En 1939-1940, Strasbourg est évacuée, et beaucoup de ses habitants sont envoyés dans le Périgord. Cependant, la ville n'est quasiment pas bombardée lors de l'offensive de juin 1940. Après l'arrivée des nazis, au contraire de 1871, Strasbourg connaît une germanisation forcenée.

En août et septembre 1944, la ville subit de violents bombardements... américains. La vieille ville n'est pas touchée dans sa structure.

Le 23 novembre 1944, les chars de la 2e division blindée, fonçant depuis Saverne, réalisent sa promesse.

Une métropole européenne aux multiples visages

En 1949, du fait de sa situation géographique et de son histoire, symbole de la réconciliation, Strasbourg est choisie comme siège du Conseil de l'Europe par les 10 États fondateurs.

1 an plus tard, Strasbourg accueille la Cour européenne des Droits de l'homme. Puis, en 1952, la Communauté européenne du charbon et de l'acier ; en 1969, l'Institut des Droits de l'homme ; en 1972, le Centre européen de la jeunesse. En 1979, le Parlement européen est élu pour la 1re fois au suffrage universel.

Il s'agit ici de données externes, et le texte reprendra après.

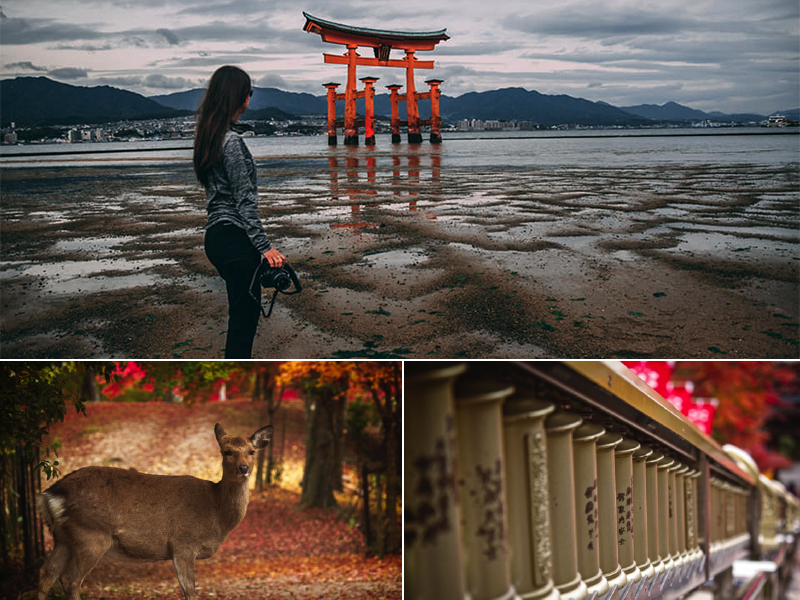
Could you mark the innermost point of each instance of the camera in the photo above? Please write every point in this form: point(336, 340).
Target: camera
point(278, 278)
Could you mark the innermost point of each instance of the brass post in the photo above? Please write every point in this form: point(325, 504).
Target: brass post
point(482, 489)
point(584, 441)
point(693, 516)
point(653, 533)
point(433, 566)
point(607, 511)
point(663, 513)
point(673, 514)
point(625, 511)
point(680, 512)
point(529, 536)
point(561, 485)
point(641, 524)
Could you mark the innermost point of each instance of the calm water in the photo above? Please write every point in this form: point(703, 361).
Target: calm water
point(607, 148)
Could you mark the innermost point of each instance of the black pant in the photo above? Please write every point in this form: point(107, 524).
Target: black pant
point(231, 252)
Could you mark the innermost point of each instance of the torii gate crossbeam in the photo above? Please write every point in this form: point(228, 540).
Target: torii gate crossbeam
point(382, 42)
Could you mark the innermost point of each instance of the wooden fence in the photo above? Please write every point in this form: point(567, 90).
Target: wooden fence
point(576, 481)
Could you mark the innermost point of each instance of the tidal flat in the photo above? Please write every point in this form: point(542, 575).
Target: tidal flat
point(407, 254)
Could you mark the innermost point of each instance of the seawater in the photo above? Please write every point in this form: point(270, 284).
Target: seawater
point(590, 148)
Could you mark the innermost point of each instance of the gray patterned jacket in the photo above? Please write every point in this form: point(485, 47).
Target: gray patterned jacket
point(232, 192)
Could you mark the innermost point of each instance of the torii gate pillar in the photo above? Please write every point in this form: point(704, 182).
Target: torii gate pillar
point(369, 103)
point(382, 43)
point(394, 98)
point(436, 120)
point(412, 111)
point(350, 127)
point(331, 112)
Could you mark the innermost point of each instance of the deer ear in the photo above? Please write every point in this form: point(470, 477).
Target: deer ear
point(219, 432)
point(262, 437)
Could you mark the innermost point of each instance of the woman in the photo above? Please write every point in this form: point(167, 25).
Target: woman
point(235, 240)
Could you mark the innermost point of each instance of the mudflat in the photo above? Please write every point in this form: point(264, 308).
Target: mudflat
point(404, 258)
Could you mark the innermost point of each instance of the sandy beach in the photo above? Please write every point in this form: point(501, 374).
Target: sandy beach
point(403, 256)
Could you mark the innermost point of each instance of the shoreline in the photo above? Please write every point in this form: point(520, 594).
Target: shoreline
point(697, 261)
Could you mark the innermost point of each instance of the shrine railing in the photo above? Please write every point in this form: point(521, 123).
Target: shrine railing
point(576, 481)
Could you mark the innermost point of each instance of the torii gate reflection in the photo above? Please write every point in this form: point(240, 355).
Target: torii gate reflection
point(382, 42)
point(364, 191)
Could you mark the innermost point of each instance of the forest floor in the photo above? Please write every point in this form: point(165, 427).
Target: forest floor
point(278, 551)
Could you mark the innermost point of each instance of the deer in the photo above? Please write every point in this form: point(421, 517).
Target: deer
point(127, 515)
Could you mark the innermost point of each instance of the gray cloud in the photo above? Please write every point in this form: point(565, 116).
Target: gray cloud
point(159, 81)
point(625, 52)
point(25, 65)
point(68, 73)
point(120, 81)
point(84, 47)
point(271, 80)
point(14, 31)
point(588, 22)
point(171, 38)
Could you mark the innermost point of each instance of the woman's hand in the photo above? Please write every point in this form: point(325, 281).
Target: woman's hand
point(275, 258)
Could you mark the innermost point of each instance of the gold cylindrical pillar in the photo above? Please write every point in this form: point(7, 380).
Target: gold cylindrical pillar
point(624, 514)
point(584, 442)
point(692, 516)
point(673, 514)
point(607, 510)
point(433, 565)
point(561, 485)
point(680, 512)
point(641, 523)
point(483, 498)
point(529, 536)
point(653, 531)
point(663, 513)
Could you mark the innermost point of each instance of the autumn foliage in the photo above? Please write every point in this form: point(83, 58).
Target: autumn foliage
point(746, 394)
point(278, 551)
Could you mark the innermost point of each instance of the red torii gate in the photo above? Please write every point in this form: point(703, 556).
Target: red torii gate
point(382, 42)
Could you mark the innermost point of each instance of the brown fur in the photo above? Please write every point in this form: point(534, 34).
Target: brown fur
point(134, 516)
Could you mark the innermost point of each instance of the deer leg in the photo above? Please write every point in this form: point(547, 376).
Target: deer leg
point(184, 567)
point(52, 568)
point(85, 553)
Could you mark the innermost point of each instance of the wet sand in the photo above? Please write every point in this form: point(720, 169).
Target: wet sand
point(404, 258)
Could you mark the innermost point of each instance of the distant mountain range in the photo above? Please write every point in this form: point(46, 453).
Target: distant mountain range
point(36, 101)
point(29, 101)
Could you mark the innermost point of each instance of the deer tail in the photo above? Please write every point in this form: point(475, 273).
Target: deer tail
point(51, 508)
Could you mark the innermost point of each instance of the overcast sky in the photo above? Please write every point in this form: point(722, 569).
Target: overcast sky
point(731, 55)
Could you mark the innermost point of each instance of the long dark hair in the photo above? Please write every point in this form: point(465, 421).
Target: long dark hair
point(226, 93)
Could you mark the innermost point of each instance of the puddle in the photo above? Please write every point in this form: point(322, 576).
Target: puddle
point(95, 245)
point(397, 258)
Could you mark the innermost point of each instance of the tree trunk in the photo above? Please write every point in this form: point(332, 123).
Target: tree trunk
point(365, 496)
point(319, 474)
point(379, 513)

Le quartier européen, créé de toutes pièces à partir de la fin des années 1970, est posé comme un satellite à l’orée d’un ancien village de maraîchers, La Robertsau, devenu banlieue chic de la ville. Un quartier européen qui intrigue les visiteurs, à défaut de les fasciner comme « la Grande Île » ou la Neustadt, ancien quartier impérial allemand, tous 2 aujourd’hui inscrits au Patrimoine mondial de l’Unesco.

Strasbourg, disait Le Corbusier, est « une ville qui a bien grandi ». Plus de 70 ans après la fin de la Seconde Guerre mondiale, Strasbourg est vraiment devenue une métropole européenne dont la dernière ligne de tramway permet désormais, depuis 2017, de rejoindre Kehl, en Allemagne.
Ville culturellement très riche, Strasbourg entend préserver son patrimoine sans figer l’espace. Son label « Ville d’art et d’histoire » consacre d’ailleurs, depuis 2013, la réappropriation par les habitants de l’architecture et du patrimoine de leur ville jusque dans des quartiers dits jusqu’alors périphériques.

La reconquête du Rhin

Aujourd'hui de nouveaux quartiers transforment la ville, poussant de plus en plus vers le sud, mais aussi vers le nord-ouest et vers l’est, annonçant la création dans les années à venir d’une agglomération sans voitures ou presque, où les moyens de transport nouveaux permettront à nombre d’habitants de rejoindre à vélo ou en tram leur lieu de travail en vivant dans des banlieues vertes.

Il suffit aussi de passer le pont, celui du Rhin, si l’on est en voiture, ou la passerelle des Deux-Rives, si l’on est cycliste ou bon marcheur, pour rejoindre en quelques minutes la rive allemande.
Quant à la nouvelle ligne de tram, elle permet de relier Kehl au centre de Strasbourg en enjambant un nouveau pont sur le Rhin.

Rien de plus facile depuis Strasbourg que d’aller prendre l’air côté Allemagne et faire une marche dans la Forêt-Noire, avant de partager un dessert du même nom, dans une auberge hors du temps. Ou même d’aller en bus rejoindre le plus grand parc d’attractions d’Allemagne, Europa-Park (pour ceux qui arrivent en voiture, accès direct depuis Rhinau, dans le Ried).